Я отчетливо помню тот день, когда он обратил на меня внимание. Ему, между прочим, это так же врезалось в память. В НАШУ дорогую, любимую и такую необходимую память. Как писал сам Миша: «Сидели у подъезда, втроём подошли... <...> тебя как увидел, так вокруг все застыло. Ты была так красива ...». Они тогда постоянно тусовались дома у девочки из моей школы, сидели у её дома. Я просто проходила мимо, постояла недолго и ушла домой. Я так просила общительную подружку познакомить нас, так боялась сама начать разговор. В этот день, одиннадцатого апреля, он мне написал. Что-то вроде: «Слышал, что понравился тебе. Ну что, давай встречаться?» Что? Вот так сразу? Разумеется, я согласилась. Вот так, внезапно, весенним вечером я обрела своё счастье.

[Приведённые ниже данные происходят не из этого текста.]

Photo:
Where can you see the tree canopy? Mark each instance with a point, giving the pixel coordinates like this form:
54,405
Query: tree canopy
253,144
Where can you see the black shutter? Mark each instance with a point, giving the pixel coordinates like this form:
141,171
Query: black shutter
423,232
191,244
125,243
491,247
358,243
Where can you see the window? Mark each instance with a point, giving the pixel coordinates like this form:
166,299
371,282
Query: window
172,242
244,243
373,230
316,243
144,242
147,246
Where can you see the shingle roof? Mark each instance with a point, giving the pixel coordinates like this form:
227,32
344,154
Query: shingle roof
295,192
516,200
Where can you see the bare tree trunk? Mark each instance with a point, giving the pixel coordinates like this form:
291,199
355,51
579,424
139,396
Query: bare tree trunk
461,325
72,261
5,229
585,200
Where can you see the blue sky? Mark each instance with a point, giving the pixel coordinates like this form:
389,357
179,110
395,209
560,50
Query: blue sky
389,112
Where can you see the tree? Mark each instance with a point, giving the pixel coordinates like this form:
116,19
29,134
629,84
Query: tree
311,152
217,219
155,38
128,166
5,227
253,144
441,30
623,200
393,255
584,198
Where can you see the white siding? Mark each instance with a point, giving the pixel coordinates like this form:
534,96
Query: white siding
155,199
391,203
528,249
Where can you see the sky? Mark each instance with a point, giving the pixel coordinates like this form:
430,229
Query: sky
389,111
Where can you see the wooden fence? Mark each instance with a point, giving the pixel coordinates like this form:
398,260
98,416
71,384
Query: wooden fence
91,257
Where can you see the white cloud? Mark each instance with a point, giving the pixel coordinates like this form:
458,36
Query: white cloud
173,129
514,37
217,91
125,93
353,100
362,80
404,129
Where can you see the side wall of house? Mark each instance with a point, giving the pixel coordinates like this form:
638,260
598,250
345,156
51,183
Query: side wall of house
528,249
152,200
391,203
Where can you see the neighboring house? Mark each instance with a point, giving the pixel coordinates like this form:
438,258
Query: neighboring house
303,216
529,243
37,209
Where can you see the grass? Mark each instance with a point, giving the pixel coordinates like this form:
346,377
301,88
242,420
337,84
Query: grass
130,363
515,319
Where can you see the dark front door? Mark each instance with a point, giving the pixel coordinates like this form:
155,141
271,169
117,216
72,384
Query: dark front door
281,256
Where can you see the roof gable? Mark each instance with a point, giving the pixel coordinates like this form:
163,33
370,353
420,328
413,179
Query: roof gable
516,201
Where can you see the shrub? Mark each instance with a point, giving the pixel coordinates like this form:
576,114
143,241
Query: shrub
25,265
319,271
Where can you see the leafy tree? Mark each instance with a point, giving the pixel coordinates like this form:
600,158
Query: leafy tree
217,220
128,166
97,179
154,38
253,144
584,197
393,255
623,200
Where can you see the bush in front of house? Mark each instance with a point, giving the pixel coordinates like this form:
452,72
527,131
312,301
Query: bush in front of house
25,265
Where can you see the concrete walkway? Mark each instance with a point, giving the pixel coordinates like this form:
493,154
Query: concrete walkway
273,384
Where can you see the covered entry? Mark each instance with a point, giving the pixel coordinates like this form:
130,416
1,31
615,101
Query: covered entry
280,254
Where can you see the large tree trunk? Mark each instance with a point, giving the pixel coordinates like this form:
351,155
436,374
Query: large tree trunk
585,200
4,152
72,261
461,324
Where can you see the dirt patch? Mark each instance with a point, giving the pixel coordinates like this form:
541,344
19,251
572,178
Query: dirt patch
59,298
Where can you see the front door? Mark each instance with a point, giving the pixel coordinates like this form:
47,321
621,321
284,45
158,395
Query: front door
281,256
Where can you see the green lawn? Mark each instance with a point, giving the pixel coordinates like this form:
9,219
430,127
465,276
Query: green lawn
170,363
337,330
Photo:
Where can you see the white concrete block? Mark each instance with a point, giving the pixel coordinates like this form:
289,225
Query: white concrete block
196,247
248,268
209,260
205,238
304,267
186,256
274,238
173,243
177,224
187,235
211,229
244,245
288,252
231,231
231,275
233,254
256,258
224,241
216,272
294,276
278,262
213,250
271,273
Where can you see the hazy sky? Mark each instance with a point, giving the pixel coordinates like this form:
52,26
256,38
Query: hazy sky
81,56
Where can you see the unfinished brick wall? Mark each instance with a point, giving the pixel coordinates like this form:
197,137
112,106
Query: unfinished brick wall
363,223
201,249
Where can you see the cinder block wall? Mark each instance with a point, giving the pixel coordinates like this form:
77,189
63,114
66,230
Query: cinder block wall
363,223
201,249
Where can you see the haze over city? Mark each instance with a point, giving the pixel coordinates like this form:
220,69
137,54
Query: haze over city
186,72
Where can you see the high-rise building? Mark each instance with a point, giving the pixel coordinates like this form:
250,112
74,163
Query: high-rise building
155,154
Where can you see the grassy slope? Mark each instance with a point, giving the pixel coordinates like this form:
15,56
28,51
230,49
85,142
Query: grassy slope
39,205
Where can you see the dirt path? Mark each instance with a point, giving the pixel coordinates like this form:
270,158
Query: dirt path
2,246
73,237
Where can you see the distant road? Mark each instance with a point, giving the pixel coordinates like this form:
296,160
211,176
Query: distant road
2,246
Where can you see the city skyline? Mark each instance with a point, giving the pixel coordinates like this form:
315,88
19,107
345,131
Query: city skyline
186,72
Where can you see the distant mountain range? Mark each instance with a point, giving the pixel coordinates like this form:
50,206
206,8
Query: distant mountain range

Мы прошли вместе через многое, как говорят - огонь и воду. Первый секс, первая настоящая взрослая ссора, первая измена, первое ябольшенелюблютебя, попытки самоубийства, нервные срывы, разочарование в любви - кажется мы вынесли всё, что только может произойти. Мы сводили друг друга с ума - в этом и была вся прелесть, как доза для наркомана: мы не представляли своих жизней врозь. Пусть и кричали о том, как ненавидим друг друга, мы оба были уверены, что в словах «ненавижу» и «уходи» на самом деле таится настоящее, неподдельное признание в светлом и глубоком чувстве.

Миша был хулиганом. Когда мы познакомились, ему было шестнадцать, у него был хитрые карие глаза и условный срок. Он стоял на учете и каждую неделю ходил к участковому в отдел тогда ещё милиции отмечаться. Меня заворожило то, что он не такой, как другие: вроде легкомысленный и беспечный, но в то же время такой серьёзный. Он понимал меня. Всегда. А когда мне казалось, что это не так, он не спорил. Знал меня всю до кончиков волос, до мозга костей. Знал, от чего злюсь, молчал, когда это необходимо и был рядом, когда я в нем нуждалась.

Помню, как он впервые открылся мне, показал свою душу прекрасную. Мы на берегу реки были. Я тогда не выпивала, а вот Миша здорово набрался. Он говорил о своём отце и из глаз катились слёзы. В тот миг я хотела стать воздухом, которым он дышит и обнимать его целой вселенной. Он доверял мне. А я ему. Наверное в этом заключается чистейшее человеческое счастье?